Aufgedeckt: Warum Nikotin den Appetit zügelt
Für viele ist es ein Grund, nicht aufzuhören – “Wer raucht, bleibt schlank”, heißt es. Statistiken geben dieser landläufigen Ansicht recht: Im Durchschnitt haben Raucher einen deutlich niedrigeren Body-Mass-Index als Nichtraucher und wenn sie mit dem Rauchen aufhören, nehmen die meisten tatsächlich zu. Nun haben Forscher durch Tierversuche einen appetitzügelnden Effekt des Nikotins belegt: Der Wirkstoff beeinflusst Rezeptoren spezieller Nervenzellen im Gehirn und erzeugt so die Botschaft: ?Du hast genug gegessen?. Die neuen Erkenntnisse könnten zu Präparaten führen, die der Gewichtszunahme nach einem Rauchstopp vorbeugen, sagen die Wissenschaftler. (Y.S. Mineur et al. “Science”, DOI: 10.1126/science.1201889)
Immer mehr Wackelkandidaten in der Vogelwelt
Laut einem Bericht der Weltnaturschutzunion (IUCN) ist derzeit eine von sieben Vogelarten vom Aussterben bedroht. “Im Zeitraum eines Jahres sind 13 Arten in die bedrohte Kategorie gerutscht”, erläuterte der Vizedirektor des IUCN-Artenschutzprogramms, Jean-Christophe Vié. Insgesamt sind in der Neuauflage der Roten Liste nun 1.253 Vogelarten als gefährdet eingestuft, das sind 13 Prozent aller untersuchten Spezies. Besonders große Vogelarten führen die Rote Liste an. Jagd und andere Störungen sowie der Verlust des Lebensraums sind die Ursachen für die schwindenden Bestände. ?Allerdings wären die Zahlen noch schlechter, wenn die Naturschutzinitiativen nicht greifen würden?, betont Jean-Christophe Vié. (Mitteilung der IUCN)

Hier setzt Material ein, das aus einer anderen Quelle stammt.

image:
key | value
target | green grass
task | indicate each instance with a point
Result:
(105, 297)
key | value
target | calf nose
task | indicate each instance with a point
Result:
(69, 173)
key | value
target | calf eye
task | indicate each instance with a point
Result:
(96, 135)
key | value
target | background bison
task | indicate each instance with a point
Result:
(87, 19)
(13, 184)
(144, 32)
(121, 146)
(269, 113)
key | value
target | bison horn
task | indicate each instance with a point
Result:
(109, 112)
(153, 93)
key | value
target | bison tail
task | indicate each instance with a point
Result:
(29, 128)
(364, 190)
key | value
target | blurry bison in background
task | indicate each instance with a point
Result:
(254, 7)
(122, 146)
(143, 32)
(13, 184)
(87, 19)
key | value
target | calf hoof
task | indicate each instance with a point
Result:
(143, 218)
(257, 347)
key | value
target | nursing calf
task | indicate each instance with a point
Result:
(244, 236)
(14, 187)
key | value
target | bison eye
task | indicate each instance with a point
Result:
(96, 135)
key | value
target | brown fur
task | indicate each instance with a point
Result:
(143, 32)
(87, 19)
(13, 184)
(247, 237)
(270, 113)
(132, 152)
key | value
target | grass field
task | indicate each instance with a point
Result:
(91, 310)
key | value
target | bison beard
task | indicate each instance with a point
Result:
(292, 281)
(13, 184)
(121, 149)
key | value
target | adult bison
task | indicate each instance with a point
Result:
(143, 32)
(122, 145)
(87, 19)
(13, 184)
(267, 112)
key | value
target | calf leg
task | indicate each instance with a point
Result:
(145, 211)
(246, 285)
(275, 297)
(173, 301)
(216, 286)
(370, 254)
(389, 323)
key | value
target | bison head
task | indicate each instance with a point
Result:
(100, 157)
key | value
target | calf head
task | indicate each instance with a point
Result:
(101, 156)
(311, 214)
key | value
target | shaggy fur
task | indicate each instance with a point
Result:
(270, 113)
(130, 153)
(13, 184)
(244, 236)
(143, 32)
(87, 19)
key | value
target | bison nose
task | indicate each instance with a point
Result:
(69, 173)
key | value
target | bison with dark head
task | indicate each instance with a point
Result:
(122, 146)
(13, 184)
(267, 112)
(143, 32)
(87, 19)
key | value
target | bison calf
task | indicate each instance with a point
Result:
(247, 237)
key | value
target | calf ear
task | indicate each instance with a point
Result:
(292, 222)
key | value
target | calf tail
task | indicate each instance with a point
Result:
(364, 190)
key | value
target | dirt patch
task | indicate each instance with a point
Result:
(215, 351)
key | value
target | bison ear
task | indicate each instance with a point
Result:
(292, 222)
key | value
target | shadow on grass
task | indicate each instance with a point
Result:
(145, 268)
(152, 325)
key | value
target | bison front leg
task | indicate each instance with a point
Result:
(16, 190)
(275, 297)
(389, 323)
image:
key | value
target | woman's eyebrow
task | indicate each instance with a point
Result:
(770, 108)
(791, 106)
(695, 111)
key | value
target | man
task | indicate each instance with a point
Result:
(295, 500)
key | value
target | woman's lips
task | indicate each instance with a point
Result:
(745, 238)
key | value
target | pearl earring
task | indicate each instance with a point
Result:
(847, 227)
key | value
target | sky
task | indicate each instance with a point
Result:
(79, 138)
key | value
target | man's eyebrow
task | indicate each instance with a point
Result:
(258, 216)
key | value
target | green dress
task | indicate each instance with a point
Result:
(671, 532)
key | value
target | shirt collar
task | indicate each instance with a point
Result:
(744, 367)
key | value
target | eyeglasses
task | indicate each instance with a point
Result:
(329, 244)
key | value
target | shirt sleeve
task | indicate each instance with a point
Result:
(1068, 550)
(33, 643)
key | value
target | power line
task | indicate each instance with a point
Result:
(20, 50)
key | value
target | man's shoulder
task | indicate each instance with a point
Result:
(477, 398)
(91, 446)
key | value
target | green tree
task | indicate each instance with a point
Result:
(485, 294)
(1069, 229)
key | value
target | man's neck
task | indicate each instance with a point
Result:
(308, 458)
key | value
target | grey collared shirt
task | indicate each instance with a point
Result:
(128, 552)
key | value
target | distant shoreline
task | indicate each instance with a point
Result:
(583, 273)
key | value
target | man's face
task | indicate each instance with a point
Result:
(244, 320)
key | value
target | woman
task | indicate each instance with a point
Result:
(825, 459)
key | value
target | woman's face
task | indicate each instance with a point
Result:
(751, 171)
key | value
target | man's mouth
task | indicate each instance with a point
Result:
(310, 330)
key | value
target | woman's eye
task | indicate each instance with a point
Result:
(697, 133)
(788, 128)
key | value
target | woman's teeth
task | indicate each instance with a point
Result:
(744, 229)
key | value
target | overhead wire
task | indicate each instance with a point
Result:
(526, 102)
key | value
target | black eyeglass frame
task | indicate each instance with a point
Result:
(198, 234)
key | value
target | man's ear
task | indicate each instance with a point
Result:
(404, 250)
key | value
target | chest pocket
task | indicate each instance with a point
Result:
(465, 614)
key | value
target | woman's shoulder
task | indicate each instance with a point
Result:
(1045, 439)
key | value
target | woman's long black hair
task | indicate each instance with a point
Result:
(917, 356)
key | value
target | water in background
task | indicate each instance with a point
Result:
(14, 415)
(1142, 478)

Erfolgreiches Vorschul-Konzept in den USA
Sozial benachteiligte Kinder profitieren einer US-Studie zufolge bis ins Erwachsenenalter vom Besuch einer Vorschule. Sie erreichen demnach durchschnittlich höhere Bildungsabschlüsse und bekommen ein höheres Einkommen als Menschen, die in ihrer Kindheit nur einen Kindergarten besucht haben. Die Kriminalitätsrate ist bei den Vorschulabsolventen ebenfalls geringer. Das Ergab die Auswertung der Lebensläufe von 989 Personen, die zwischen 1979 und 1980 geboren wurden und in Chicago einen staatlichen Kindergarten oder eine staatliche Vorschule besucht hatten. Das Vorschulprogramm für sozial schwache Kinder deckt das Alter von drei Jahren bis sechs Jahren ab. In dieser Zeit trainieren sie sprachliche Fähigkeit undSelbstbewusstsein und werden auf die Anforderungen der heutigen Gesellschaft vorbereitet. (Arthur J. Reynolds et al.: “Science”, doi: 10.1126/science.1203618)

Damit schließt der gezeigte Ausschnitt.